O papa participou nesta terça-feira do Dia Mundial de Oração pela Paz, um encontro interreligioso com mais de 500 líderes de nove diferentes religiões

por Rádio Vaticano*   publicado às 14:15 de 20/09/2016, modificado às 14:15 de 20/09/2016

O papa Francisco participou nesta terça-feira (20), na cidade italiana de Assis, em Perugia, do Dia Mundial de Oração pela Paz, um encontro Interreligioso com mais de 500 líderes de nove diferentes religiões. Além do compromisso com os religiosos, Francisco almoçou com um grupo de 25 refugiados que moram na região e são assistidos tanto pela Comunidade de Santo Egídio, que organiza o evento, quanto por entidades religiosas locais.

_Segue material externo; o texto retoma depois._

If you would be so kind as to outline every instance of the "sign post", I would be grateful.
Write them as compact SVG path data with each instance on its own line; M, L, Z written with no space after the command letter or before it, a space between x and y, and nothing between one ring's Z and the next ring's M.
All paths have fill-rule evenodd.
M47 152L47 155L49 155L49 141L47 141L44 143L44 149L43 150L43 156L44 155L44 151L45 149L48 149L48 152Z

Papa Francisco em Assis, acompanhado de centenas de líderes religiosos, durante o Dia Mundial pela Paz. Foto: Comunidade de Santo Egídio

“Não podemos ficar indiferentes. Hoje o mundo tem uma sede ardente de paz. Não temos armas; mas acreditamos na força mansa e humilde da oração", afirmou o pontífice na cerimônia conclusiva. Na esteira do 30º aniversário do histórico Encontro de Oração pela Paz convocado por João Paulo II em 27 de outubro de 1986, que reuniu líderes religiosos do mundo inteiro, o evento desta terça-feira teve como tema “Sede de Paz. Religiões e Culturas em Diálogo”, promovido pela Diocese de Assis, pelas Famílias Franciscanas e pela Comunidade romana de Santo Egídio.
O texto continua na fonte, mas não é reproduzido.